A monumental comeback by a mediocre Pale Hose Nine
Near the start of an arduous, 22-game road trip that took them to every American League city but St. Louis, the White Sox dropped a doubleheader nightcap at Yankee Stadium, 3-2, in 11 innings.
While that loss in itself wasn’t notable, what came after sure was. The 31-37 Pale Hose proceeded to drop a team-record 11 straight games, and 18 of 22 to finish out July. Ed Walsh an Jim Scott both went 0-3 in the stretch, and Doc White lost both of his games.
The White Sox would finish 68-85, in sixth place, 33 1⁄2 games back. It was just their second season worse than .500 in their 11 years of existence. The club had just about as good a run in its second decade of existence, with just four seasons worse than .500 from 1900-20.
Looking for more pitching, White Sox owner Charles Comiskey acquired Eddie Cicotte from the Red Sox after the Cicotte argued with his manager and owner John Taylor. Cicotte, of course would pitch well for the White Sox, but then would be banned from baseball in 1920 because of his involvement in fixing the 1919 World Series. In eight-and-a-half years with the White Sox, he won 156 games.
In a twin bill in Chicago against the Philadelphia Athletics, Red Faber won both games, 8-7 and 6-2. The first one came in relief of starter Dickie Kerr. Faber threw 11 innings combined, allowing 10 hits and four runs. In the nightcap win, he threw a complete game.
The White Sox were 31-44, buried in seventh place and 17 games out of first in the American League, which made their comeback against the mighty Yankees all the more stunning. Trailing 8-0 in the seventh inning, the Pale Hose rallied for three runs in the seventh, two in the eighth, and four in the bottom of the ninth to tie (New York had added a tally in the eighth inning) the game, 9-9. From there, the game shifted to a pitchers’ duel and only ended when Earl Sheely singled home Bibb Falk with two outs in the bottom of the 16th.
Wildly, it was seven innings earlier, also with two outs, that Sheely singled home Falk to tie the game and send it to extras.

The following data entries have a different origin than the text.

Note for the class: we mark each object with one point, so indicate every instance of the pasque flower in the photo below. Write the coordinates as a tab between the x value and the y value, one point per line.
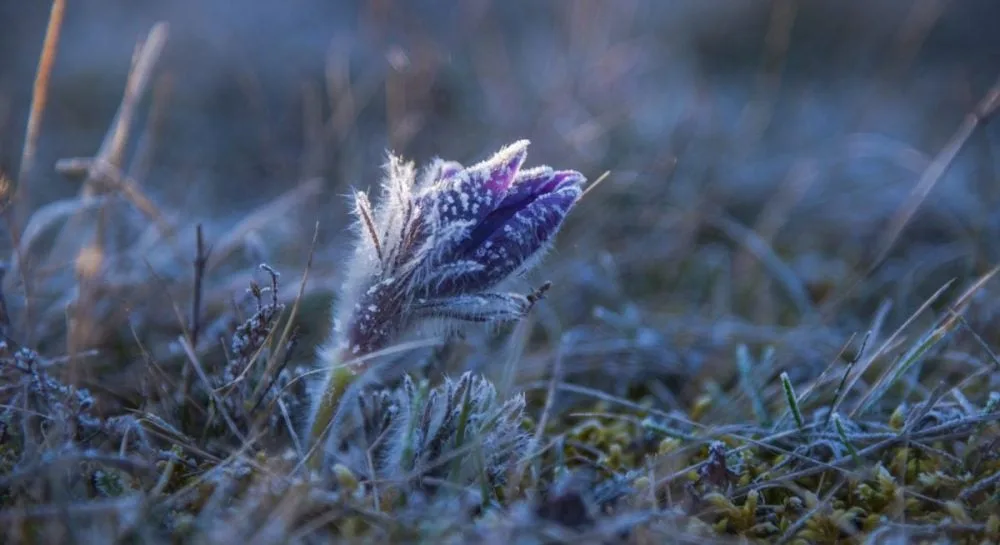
437	248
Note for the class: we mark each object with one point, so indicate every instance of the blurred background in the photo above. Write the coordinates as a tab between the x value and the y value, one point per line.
758	153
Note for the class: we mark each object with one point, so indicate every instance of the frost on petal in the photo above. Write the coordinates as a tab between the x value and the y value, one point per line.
510	246
533	184
471	194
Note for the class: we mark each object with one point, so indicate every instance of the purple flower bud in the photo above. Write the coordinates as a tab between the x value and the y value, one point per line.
435	248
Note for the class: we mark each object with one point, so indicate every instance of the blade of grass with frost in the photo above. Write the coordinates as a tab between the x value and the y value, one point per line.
435	251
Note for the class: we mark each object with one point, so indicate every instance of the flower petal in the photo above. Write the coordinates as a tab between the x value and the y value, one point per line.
469	195
514	242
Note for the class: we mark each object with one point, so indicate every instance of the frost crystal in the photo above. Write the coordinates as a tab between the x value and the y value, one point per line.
441	240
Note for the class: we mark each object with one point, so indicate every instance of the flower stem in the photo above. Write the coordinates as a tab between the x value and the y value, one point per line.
337	382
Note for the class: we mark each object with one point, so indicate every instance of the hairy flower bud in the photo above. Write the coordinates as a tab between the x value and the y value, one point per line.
437	246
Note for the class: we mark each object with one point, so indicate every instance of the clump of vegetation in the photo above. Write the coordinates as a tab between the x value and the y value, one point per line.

Sheely’s two RBI singles were his only two hits and RBIs in his 2-for-8 day. Falk, for his part, led Chicago with a 5-for-6 day that included a triple and four runs scored. Of the 19 White Sox hits, just two landed for extra bases, a double and Falk’s triple.
Shovel Hodge threw nine innings of one-run relief to earn the victory. The win from down eight runs remains the fourth-biggest comeback in White Sox history.
With the White Sox desperately needing a third baseman to replace the injured Bill Melton, GM Roland Hemond acquired Ed Spiezio from San Diego for pitcher Don Eddy. Spiezio did a yeoman’s job holding down third base for the rest of the year, as the White Sox stalked the A’s — in fact, Spiezio’s dramatic, extra-inning home run against Oakland on August 12 off Rollie Fingers at the Oakland Coliseum put the Sox into first place.
It was the latest the Sox had been in first place in a season since 1967.
Roberto Hernández was the only White Sox player to participate in the 1996 All-Star Game, played at Veteran’s Stadium and won by the NL, 6-0. (Frank Thomas was named to the squad but could not play due to injury.) Hernández ended up pitching a garbage-time ninth inning for the AL, but made a bigger impact on the game when he slipped on a tarp during the AL team photo shoot and broke Cal Ripken Jr.’s nose with his forearm. Ripken started the game, but went 0-for-3.
In the infamous 11-inning All-Star Game tie in Milwaukee, Paul Konerko tied the record for most doubles in the game, with two. His teammate, Mark Buehrle, joined him in the game.
Tadahito Iguchi’s single in the last of the 19th inning gave the White Sox a dramatic 6-5 win over Boston at U.S. Cellular Field in the final game before the All-Star break.
Jermaine Dye’s two-out, ninth-inning home run had tied the game, 3-3. Both teams scored two runs in the 11th, and the score stayed that way until the 19th. The game took six hours, 19 minutes. It remains tied for the fifth-longest (innings) game in White Sox history, with two of the three all-time 19-inning games coming against Boston!
It also appeared to take something out of the defending World Champions, as they lost 10 of 12 coming out of the break, and skidded to a 90-win season and out of the playoffs.